James Fraser Stoddart obituary: chemist and nanotechnology pioneer who built molecular machines

An early love of construction toys led the Scottish chemist to thread molecules together, opening up a new field of chemistry

James Fraser Stoddart created a field of chemistry based on threaded and mechanically connected molecules, held together like links of a chain rather than through conventional chemical bonds. He recognized that the motions of the linked components could be exploited to make artificial molecular machinery, a breakthrough for which he shared the 2016 Nobel Prize in Chemistry with Jean-Pierre Sauvage and Bernard L. Feringa. He has died aged 82.
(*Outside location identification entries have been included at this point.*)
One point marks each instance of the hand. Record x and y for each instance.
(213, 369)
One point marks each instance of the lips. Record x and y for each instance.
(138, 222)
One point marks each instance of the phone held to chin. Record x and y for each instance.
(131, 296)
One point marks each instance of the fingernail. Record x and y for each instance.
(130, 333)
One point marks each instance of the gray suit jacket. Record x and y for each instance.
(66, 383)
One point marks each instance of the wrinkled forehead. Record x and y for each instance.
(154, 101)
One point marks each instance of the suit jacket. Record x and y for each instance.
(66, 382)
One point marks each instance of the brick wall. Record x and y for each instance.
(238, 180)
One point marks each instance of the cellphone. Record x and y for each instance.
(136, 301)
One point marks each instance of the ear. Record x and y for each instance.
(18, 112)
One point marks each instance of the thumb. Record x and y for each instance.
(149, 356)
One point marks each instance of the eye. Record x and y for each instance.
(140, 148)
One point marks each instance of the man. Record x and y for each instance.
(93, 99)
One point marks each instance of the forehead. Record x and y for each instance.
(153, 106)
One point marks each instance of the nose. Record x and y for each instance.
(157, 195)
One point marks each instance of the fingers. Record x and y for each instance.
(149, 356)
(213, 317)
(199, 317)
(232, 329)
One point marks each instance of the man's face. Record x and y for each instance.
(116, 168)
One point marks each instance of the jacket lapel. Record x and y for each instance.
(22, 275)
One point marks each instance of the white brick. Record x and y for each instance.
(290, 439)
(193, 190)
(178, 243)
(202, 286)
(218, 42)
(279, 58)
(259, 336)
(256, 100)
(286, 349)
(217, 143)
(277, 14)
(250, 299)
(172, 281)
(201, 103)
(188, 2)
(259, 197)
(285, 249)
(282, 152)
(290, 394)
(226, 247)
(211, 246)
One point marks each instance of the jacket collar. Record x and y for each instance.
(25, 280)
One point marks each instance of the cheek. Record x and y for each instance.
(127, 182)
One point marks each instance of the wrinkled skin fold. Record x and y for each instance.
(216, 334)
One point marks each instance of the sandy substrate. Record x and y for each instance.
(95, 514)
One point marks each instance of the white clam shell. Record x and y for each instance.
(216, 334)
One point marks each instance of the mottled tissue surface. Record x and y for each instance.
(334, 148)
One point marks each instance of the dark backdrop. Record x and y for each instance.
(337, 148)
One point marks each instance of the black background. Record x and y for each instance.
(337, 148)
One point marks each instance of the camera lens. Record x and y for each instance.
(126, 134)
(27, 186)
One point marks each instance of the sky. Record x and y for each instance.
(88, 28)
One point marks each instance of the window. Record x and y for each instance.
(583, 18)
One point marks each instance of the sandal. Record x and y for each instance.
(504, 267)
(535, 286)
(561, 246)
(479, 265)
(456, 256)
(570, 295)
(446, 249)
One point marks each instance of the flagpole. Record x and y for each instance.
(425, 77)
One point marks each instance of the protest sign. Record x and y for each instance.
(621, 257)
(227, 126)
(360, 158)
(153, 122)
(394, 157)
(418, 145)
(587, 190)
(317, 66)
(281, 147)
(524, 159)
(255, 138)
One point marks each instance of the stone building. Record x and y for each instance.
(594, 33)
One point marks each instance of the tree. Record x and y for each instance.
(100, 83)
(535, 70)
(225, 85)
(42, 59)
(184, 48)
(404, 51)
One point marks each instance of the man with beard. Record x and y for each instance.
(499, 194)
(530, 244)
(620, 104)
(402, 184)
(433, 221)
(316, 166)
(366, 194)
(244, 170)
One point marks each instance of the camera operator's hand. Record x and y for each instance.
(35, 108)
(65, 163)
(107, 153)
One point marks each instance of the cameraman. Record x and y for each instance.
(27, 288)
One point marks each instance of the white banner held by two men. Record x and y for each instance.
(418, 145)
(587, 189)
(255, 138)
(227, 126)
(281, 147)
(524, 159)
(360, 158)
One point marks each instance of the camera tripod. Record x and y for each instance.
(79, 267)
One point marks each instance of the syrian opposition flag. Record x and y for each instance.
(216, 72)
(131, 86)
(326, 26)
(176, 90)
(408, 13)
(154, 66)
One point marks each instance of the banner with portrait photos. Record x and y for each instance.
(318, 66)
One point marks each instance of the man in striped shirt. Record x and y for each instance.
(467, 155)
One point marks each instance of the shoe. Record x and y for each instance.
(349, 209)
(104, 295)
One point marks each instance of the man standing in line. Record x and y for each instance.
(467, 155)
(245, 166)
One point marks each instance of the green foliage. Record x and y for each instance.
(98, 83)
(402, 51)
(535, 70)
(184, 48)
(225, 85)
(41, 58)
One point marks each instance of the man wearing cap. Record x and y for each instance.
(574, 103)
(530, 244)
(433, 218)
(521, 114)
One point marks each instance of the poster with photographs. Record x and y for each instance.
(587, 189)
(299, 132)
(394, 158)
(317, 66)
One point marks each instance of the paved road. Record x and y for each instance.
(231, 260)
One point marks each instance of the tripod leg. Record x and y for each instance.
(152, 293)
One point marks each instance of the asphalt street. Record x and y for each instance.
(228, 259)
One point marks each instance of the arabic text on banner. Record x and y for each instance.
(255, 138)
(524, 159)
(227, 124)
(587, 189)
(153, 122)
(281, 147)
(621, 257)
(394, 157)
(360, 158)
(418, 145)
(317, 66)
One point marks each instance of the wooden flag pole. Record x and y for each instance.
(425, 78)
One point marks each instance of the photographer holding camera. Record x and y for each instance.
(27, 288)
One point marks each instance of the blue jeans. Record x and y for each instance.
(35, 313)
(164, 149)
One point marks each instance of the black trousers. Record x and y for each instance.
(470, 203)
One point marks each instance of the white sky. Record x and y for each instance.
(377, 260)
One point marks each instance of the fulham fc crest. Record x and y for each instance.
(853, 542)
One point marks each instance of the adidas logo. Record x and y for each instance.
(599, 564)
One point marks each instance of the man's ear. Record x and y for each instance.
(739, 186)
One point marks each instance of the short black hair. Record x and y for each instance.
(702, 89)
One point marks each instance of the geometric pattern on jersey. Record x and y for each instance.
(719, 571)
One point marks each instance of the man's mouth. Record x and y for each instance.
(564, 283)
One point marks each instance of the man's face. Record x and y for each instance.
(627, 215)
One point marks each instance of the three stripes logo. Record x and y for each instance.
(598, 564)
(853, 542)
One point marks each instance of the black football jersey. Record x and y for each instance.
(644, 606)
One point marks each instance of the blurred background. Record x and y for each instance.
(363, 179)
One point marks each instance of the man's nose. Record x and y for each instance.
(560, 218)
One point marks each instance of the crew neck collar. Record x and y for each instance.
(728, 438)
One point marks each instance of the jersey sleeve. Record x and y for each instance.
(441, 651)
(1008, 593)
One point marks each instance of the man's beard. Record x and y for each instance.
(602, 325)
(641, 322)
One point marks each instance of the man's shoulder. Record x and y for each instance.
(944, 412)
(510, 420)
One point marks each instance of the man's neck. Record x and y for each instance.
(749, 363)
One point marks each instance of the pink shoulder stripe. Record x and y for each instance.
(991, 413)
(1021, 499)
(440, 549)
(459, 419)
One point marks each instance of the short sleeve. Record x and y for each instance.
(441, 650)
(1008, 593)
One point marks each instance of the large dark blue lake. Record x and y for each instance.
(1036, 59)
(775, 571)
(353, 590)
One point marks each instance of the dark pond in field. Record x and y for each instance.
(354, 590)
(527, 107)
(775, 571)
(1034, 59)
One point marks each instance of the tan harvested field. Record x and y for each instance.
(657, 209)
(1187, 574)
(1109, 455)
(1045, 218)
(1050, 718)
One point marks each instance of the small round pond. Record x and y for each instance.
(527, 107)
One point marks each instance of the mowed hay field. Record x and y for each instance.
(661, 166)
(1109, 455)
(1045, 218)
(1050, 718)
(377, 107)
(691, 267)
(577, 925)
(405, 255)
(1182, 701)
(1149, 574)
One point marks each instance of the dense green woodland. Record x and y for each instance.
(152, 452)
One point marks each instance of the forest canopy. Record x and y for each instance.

Born in Edinburgh, UK, Stoddart was brought up on a remote farm that lacked electricity. He said that farm living instilled in him “the work ethic of a honeybee”. The young Stoddart played with construction toys such as Meccano, which he later suggested was an inspiration for his building of machines from molecules. After completing a PhD in chemistry at the University of Edinburgh, he took a postdoctoral position at Queen’s University in Kingston, Canada. The parting advice of the University of Edinburgh’s chair of organic chemistry, Edmund Hirst, rang in his ears: “Whatever you do in research, Stoddart, make sure you work on a big problem!”

In 1970, Stoddart returned to the United Kingdom to do a lectureship at the University of Sheffield, and began to search for a problem. The emerging field of supramolecular chemistry — chemistry beyond the molecule — caught his attention. He became intrigued by cyclic molecules called crown ethers, which could bind metal ions and charged organic molecules within their rings.

From 1978, Stoddart spent three years on secondment to the Imperial Chemical Industries (ICI) Corporate Laboratories in Runcorn, UK, while — back in Sheffield — his students prepared a series of transition-metal complexes with crown ethers. Structural similarities between those complexes and the herbicides he had seen at ICI led Stoddart to explore crown ethers that could bind to the weedkiller Paraquat. A visiting Spanish PhD student threaded a paraquat derivative through a crown ether ring, then connected the derivative’s two ends. The result: two cyclic molecules mechanically linked together, called a [2]catenane.

Stoddart’s team then created a [2]rotaxane — a ring-shaped molecule threaded onto a dumbbell-shaped molecule, with the ring darting back and forth between two ‘stations’ on the dumbbell’s shaft. In a 1991 paper, Stoddart termed it a ‘molecular shuttle’, noting: “Insofar as it becomes possible to control the movement of one molecular component with respect to the other in a [2]rotaxane, the technology for building ‘molecular machines’ will emerge.” (P. L. Anelli et al. J. Am. Chem. Soc. 113, 5131–5133; 1991).

He had found his problem. Over the next two decades, the Stoddart group pioneered the field of artificial molecular machinery, producing eye-catching molecular objects that resembled in some aspects their counterparts from the macroscopic world, including a ‘molecular elevator’ and ‘Olympiadane’, a molecular version of the Olympic rings.